Agama Sebagai Orang Tua
Ketika masih kanak-kanak manusia menjadikan orang tua sebagai tempat berlindung, mendapatkan rasa aman, kenyamanan, kehangatan, bombongan, ketenangan, kasih sayang, cinta, penghargaan dan sebagainya. Karena itu anak-anak percaya pada orang tua dan menjadi sumber acuan dan legitimasi anak dalam berperilaku. Sedangkan orang lain yang tidak sama dengan keluarga, kelompok atau sukunya otomatis dinilai salah atau buruk (pseudospesies). Disamping itu orang tua merupakan sesuatu yang Numinous baginya. Suatu perasaan bayi atau anak terhadap orang tua yang bersifat keramat, pandangannya, sentuhannya, senyuman, cara memanggil namanya, dll.
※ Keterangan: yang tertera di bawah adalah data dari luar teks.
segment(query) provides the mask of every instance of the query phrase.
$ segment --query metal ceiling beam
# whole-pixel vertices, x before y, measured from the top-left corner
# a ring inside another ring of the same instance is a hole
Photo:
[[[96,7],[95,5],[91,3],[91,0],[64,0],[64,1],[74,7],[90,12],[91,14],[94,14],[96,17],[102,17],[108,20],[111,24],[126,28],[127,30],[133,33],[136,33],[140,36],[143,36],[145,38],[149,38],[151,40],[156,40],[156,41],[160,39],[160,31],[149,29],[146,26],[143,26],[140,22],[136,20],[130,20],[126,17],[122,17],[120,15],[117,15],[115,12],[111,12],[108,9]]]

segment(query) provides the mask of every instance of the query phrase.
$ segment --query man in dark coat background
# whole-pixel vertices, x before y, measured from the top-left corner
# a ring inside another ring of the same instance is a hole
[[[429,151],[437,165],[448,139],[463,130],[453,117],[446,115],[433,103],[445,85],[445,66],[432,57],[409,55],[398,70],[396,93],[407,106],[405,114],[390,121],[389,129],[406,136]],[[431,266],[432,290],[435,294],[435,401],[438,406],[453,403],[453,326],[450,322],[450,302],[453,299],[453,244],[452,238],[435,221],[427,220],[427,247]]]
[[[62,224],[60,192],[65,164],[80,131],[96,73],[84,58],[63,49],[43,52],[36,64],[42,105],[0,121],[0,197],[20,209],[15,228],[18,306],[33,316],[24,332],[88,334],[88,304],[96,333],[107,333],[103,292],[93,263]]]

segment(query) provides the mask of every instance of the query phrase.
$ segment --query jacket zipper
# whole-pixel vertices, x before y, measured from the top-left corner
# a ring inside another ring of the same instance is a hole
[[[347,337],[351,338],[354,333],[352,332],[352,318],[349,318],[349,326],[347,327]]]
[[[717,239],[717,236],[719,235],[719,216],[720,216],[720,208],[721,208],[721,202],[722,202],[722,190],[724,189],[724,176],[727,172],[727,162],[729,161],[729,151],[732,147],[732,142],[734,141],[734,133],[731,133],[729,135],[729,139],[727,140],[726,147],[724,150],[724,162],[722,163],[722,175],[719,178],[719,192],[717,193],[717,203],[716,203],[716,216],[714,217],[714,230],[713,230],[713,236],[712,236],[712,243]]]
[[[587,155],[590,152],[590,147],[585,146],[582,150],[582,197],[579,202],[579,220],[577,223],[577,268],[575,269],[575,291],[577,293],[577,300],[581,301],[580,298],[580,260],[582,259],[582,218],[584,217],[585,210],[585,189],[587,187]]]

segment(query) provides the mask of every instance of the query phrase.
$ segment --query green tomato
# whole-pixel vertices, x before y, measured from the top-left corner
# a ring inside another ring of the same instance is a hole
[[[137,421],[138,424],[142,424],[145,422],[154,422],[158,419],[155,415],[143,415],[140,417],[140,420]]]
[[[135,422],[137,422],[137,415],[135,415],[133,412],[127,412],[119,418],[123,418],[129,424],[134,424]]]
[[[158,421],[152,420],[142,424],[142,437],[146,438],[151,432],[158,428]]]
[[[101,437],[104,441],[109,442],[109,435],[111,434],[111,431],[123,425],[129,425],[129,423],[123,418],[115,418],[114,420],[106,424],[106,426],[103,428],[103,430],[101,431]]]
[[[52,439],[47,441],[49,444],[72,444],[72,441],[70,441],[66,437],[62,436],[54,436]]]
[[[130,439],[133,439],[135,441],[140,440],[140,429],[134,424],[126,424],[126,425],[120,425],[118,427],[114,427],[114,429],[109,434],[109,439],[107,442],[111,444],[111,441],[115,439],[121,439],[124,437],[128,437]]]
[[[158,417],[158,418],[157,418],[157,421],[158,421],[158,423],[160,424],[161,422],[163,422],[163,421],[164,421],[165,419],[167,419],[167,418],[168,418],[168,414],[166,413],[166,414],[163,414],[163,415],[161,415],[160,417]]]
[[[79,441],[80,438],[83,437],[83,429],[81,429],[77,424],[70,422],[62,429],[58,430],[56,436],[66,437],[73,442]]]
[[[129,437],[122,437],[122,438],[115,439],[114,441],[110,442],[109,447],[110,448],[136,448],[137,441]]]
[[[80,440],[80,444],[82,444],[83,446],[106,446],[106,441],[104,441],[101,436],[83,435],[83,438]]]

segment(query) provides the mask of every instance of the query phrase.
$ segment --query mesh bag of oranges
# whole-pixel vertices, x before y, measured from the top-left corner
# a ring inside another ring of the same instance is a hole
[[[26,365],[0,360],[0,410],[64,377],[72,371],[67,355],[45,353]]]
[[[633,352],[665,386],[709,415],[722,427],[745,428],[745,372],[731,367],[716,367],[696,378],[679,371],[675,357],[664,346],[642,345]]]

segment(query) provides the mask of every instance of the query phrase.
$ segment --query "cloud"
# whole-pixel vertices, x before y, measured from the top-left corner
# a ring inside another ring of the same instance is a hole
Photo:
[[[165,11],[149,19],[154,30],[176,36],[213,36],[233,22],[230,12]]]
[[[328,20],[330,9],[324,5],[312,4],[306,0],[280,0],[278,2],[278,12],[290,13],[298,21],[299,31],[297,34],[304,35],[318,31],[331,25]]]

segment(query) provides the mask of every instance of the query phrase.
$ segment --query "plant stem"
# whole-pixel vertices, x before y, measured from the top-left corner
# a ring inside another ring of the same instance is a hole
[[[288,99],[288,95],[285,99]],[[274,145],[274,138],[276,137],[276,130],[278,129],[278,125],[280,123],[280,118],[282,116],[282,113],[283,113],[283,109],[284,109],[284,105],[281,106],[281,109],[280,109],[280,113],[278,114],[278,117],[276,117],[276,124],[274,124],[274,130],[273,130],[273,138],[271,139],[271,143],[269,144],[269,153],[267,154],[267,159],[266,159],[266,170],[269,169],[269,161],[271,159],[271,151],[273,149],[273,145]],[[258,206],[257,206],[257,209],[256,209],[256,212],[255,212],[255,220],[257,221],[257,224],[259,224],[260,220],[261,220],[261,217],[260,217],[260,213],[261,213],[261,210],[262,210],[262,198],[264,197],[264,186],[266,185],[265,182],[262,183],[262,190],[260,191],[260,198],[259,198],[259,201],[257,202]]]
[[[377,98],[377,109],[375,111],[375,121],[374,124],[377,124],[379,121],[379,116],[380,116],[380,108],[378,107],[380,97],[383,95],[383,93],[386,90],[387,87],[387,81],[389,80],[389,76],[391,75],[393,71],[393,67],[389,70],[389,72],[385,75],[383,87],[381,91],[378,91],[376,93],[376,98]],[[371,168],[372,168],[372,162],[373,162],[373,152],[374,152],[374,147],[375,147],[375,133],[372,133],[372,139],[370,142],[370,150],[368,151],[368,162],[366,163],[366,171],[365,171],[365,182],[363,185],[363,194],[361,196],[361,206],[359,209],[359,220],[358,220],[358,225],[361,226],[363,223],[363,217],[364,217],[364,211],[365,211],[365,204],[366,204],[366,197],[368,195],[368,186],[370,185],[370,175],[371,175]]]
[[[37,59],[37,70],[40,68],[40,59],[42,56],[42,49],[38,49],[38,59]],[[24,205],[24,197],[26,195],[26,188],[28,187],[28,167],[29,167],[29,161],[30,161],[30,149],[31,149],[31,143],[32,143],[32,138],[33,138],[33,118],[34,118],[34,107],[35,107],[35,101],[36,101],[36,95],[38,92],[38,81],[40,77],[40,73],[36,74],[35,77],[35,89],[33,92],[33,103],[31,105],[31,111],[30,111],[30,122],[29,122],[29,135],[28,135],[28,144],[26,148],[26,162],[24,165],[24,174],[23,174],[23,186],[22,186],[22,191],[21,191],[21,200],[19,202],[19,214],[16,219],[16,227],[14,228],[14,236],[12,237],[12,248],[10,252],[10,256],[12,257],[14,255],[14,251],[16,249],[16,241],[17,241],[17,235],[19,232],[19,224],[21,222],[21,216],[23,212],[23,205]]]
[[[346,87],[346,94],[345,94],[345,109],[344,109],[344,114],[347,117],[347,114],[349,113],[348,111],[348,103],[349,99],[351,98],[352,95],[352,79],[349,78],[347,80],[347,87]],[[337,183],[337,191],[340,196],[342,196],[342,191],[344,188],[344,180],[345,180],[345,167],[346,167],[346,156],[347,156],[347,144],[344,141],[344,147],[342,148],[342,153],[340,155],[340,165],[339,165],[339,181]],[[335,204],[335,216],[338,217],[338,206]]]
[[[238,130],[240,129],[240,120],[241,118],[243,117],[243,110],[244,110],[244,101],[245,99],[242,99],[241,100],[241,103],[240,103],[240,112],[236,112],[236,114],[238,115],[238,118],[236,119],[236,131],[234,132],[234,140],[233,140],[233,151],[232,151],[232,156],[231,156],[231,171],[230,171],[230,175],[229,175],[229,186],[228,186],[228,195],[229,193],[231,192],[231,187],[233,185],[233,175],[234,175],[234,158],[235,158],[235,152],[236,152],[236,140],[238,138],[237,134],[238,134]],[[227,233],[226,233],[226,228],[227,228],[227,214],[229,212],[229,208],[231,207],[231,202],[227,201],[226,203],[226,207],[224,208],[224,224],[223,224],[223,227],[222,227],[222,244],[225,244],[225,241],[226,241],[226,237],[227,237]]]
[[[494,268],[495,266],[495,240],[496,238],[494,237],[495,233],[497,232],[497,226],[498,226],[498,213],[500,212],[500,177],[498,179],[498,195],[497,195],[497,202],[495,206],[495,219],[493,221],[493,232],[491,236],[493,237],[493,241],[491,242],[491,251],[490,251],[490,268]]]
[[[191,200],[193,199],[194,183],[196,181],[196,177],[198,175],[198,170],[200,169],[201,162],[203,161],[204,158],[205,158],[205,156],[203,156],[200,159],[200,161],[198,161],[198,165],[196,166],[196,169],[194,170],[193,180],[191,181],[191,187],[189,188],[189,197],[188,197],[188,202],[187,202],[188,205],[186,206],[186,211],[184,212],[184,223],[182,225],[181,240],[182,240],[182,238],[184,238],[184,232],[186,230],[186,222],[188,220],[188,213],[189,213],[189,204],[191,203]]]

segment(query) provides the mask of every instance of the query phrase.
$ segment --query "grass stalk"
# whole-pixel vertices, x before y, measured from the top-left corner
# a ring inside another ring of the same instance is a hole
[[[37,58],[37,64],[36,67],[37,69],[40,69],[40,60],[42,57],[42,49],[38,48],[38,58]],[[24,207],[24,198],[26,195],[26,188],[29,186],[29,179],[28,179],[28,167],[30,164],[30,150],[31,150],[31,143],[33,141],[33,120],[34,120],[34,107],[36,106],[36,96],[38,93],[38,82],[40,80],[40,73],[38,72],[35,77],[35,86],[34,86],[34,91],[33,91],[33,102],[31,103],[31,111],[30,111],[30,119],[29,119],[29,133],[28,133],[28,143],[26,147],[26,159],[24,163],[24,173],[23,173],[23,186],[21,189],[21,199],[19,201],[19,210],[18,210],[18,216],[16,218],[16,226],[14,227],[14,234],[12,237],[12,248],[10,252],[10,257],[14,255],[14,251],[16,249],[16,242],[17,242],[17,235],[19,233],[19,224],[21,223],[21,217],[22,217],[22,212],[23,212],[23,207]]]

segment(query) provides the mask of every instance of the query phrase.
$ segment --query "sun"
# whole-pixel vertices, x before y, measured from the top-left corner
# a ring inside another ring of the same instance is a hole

Jika anak mendapat masalah misalnya mengalami rasa takut atau rasa malu, orang tua dijadikan tempatnya berlindung. Ia bersembunyi di balik pakaian ibu atau dibelakang ayahnya. Saat anak tumbuh menjadi orang dewasa ia menciptakan sesuatu atau mencari sesuatu sebagai pelindung, mendapatkan rasa aman, singkatnya memenuhi kebutuhan fisiologis dan psikologisnya. Apabila adanya ancaman atau permasalahan hidup yang muncul seorang anak yang menjadi dewasa merasa rasa malu atau tabu kalau orang tua dijadikan tempat ia berlindung. Oleh karena itu manusia menjadikan agama sebagai tempat ia berlindung atau memenuhi kebutuhannya. Karena di dalam agama terdapat suatu yang transenden yaitu Tuhan. Tuhan seolah-olah dijadikannya sebagai pengganti orang tuanya melalui tokoh-tokoh agama atau pejabat dalam agama. Ketergantungannya pada orang tua dikompensasikan pada agama.
Pada serangkaian tahap perkembangan manusia baik secara fisiologis maupun psikologis akan mengalami tingka laku yang baru dan mengandung kecemasan serta frustasi dalam taraf tertentu. Apabila manusia tidak dapat mengatasinya maka akan terjadi fiksasi dan regresi. Hal itu menghalangi orang dewasa untuk berperilaku mandiri dan akan muncul perilaku infantil atau perilaku kekanak-kanakan. Fiksasi berarti mandek atau terhenti pada tahap perkembangan tertentu. Sedangkan regresi kembali ke tahap perkembangan lebih awal dimana anak mendapatkan tekanan yang berat atau traumatik. Orang dewasa ketika mendapatkan masalah dalam hidupnya misalnya: ekonomi, pekerjaan, kesehatan, keamanan dll. agama dijadikannya sebagai solusi. Misalnya dalam menanggapi isu tentang penerima penghargaan ada beragam tanggapan yang muncul pada sekelompok anak-anak. Anak no. 1 (selanjutnya hanya ditulis angka): " saya yang menang karena ketua kelas". 2: "Saya, saya setiap hari pimpin doa pagi dan membaca renungan". 3: "saya, nilai agama saya sangat baik". 4: "eh, saya yang menang, saya biasa pimpin gerak jalan. Bapak saya pensionan letnan. dari pada dia cuma tukang tibo dan jual bakasang". 5: "Saya yang menang, saya kapten. Kalau bermain bola saya jadi kapten". 6: Saya bisa panjat kelapa, saya yang menang". 7: Dia, ha.ha..ha.., Saya bisa menyanyi, suara saya bagus dan bisa main musik. 8: saya, saya biasa bantu guru pada saat mengurusi kalau ada yang sakit". 9: saya, saya biasa ikut guru membantu fakir miskin dan anak-anak terlantar, anak-anak yang sakit jantung dan Maag, kalau dikagetkan jadi lapar (kalu sekage lapar). 10: saya yang biasa batu guru urus koperasi sekolah. 11: Kamu, saya, saya yang tulis tatatertib sekolah dan mengawasi siapa yang bolos dan mencontek. Saya juga tau siapa anak yang lulus ujian karena menjawab soal hanya spekulasi (jaboting) kalau menjawab soal pilian ganda".
Padahal yang menjadi pemenang adalah orang lain yang berhasil menerapkan prinsip hukum Newton secara sederhana dan memiliki kecerdasan spiritual yang tinggi. Jadi agama sebagai orang tua dapat menjadi kompensasi atau sublimasi. Siapa yang tahu?